You can also add OCaml to the first line but in this case the function would
only ever be evaluated once - henceforth the return value would be used
(strict evaluation).

Be careful with OCaml and parentheses:

For the sake of example lets define the min and max functions first:
let min a b = a < b then a else b;; let max a b = a > b then a else b;;

OCaml does not have parentheses around function arguments. arguments follow
the function separated by space: "min 2 3" this yields "2" as expected.

C-style "min(x, max(y, z))" becomes "min x (max y z)" in OCaml. The
parentheses are used to correctly group the arguments. Really "(max y z)"
means the single value tuple made up of the return value from max - but a
single value is the same as the single value tuple so the parentheses works
like normal parentheses grouping.

"min(2,3)" yields something strange - a partially evaluated function taking
a two integer tuple as argument as if it was defined like
"let min_strange (x, y) = if (2, 3) < (x, y) then (2, 3) else (x, y);;"
(you can compare tuples, so the function makes sense).

You could also define min to work on a two tuple:
"let min' (a, b) = a < b then a else b" and you would get the expected
result when writing "min(2,3)". This would be the same as writing a Ruby
function expecting an array as argument to a min function.

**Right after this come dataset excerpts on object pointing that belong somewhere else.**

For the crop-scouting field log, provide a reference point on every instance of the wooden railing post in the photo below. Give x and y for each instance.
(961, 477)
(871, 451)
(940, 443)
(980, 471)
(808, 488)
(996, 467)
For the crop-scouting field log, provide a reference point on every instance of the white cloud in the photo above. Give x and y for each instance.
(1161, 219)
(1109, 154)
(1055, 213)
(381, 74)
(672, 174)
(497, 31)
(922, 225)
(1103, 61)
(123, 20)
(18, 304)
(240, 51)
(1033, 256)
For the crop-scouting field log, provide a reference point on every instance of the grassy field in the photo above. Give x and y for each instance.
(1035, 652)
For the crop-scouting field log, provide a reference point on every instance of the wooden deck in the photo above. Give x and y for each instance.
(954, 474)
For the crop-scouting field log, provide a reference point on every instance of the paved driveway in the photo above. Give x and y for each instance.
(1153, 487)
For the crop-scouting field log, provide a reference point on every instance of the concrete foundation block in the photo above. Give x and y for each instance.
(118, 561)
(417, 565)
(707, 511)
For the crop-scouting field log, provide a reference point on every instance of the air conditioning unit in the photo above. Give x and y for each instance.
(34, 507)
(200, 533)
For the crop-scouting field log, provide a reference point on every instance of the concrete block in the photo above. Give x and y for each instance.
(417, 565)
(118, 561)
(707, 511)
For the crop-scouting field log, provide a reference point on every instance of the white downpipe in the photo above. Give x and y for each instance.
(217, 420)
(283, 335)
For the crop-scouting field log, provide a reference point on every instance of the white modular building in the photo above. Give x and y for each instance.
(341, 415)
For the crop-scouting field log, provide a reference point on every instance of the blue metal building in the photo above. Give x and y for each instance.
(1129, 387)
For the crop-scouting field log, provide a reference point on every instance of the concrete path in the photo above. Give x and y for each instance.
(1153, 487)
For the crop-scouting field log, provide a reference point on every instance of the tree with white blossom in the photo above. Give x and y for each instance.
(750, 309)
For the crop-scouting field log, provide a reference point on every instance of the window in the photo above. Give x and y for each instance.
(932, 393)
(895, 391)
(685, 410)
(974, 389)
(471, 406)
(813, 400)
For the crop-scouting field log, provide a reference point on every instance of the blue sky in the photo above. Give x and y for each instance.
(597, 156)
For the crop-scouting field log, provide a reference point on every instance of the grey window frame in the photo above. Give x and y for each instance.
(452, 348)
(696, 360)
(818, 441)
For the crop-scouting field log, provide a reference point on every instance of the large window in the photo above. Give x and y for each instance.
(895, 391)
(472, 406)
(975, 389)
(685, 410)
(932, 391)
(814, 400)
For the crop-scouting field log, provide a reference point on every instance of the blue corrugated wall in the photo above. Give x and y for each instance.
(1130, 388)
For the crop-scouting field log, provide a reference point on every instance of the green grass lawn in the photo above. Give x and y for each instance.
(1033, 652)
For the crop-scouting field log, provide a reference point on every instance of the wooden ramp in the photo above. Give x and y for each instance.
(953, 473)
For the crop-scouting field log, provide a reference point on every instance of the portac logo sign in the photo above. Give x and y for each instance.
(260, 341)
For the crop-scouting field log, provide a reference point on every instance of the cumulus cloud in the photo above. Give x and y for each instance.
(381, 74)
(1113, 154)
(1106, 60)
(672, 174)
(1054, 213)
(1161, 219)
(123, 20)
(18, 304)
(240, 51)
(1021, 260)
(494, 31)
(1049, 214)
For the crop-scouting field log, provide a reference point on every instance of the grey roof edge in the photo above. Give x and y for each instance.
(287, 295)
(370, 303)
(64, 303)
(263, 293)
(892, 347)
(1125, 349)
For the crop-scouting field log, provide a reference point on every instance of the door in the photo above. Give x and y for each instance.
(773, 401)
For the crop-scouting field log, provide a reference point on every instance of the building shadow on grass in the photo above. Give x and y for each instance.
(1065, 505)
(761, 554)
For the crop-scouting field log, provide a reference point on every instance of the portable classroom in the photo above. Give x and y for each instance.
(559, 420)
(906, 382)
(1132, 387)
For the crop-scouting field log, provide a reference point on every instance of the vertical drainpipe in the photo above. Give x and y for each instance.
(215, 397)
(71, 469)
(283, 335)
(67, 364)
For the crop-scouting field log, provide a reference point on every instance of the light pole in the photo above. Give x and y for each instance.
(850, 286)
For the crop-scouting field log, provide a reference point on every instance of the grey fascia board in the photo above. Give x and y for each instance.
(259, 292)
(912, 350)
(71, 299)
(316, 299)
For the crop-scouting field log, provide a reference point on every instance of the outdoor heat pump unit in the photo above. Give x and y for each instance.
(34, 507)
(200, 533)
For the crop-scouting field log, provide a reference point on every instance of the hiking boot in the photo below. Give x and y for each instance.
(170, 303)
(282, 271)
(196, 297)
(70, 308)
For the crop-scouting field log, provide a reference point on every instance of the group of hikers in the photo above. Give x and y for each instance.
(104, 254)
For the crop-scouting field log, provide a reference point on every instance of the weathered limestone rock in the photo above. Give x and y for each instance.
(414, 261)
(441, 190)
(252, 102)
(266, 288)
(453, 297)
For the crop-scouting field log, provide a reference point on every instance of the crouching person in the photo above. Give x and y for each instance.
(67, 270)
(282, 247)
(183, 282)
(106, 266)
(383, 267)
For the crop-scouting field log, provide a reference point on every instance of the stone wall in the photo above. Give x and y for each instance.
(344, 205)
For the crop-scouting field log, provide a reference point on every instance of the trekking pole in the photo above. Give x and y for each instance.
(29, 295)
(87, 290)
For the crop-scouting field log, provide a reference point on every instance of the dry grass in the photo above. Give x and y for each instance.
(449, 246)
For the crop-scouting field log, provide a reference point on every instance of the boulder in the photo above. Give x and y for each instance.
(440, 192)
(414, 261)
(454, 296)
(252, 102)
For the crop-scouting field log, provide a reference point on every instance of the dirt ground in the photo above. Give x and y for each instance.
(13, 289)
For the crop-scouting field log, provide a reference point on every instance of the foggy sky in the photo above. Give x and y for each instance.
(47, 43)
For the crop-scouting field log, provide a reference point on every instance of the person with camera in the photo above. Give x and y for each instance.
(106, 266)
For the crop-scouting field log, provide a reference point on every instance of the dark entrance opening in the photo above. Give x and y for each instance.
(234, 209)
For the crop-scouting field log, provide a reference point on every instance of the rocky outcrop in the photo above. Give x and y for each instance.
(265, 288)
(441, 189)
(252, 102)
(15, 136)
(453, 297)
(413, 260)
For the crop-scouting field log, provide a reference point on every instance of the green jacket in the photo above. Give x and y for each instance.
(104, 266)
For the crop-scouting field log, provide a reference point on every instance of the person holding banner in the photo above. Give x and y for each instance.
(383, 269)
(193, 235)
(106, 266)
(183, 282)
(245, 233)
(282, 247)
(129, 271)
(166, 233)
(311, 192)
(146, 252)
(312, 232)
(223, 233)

It's correct that the empty tuple () can be applied to a function. But a
function can also be called without arguments at al (depending on its type).
A function without arguments evaluate to a constant and is only executed
once. There you sometimes write functions that take dummy arguments such as
the empty tuple to allow multiple evalutions (which is useful when printing,
say, linebreaks to an out stream).

The arguments are applied to OCaml differs from standard ML (SML) and it is
primary source of trouble to newcomers (i.e. me). (Someone said OCaml is big
on currying or something).

There is a reason for OCamls strange syntax: partially evaluated functions
and higher order functions (functions taking functions as arguments) becomes
very natural to work with.

If a function isn't provided with all arguments, the return value is a new
function that accepts the remaining arguments: "(min 2)" yields a new
function taking one integer and returns the smaller value of 2 and the
argument: "(min 2) 4" is the same as "min 2 4" but it happened was evaluated
in two steps (in bytecode this may matter, in assembly it's optimized away).

In conclusion: In OCaml you generally put the left parentheses before the
function name, rather than after it. This may look at bit like Lisp, but
isn't quite.

Tuples are very powerful datastructures in OCaml. They are not lists and
they are not arrays. They do, for example, make it much easier to handle
values in parser reductions. In Ruby you would use arrays or hashes, but
they have a much higher overhead. It would be nice with tuples in Ruby.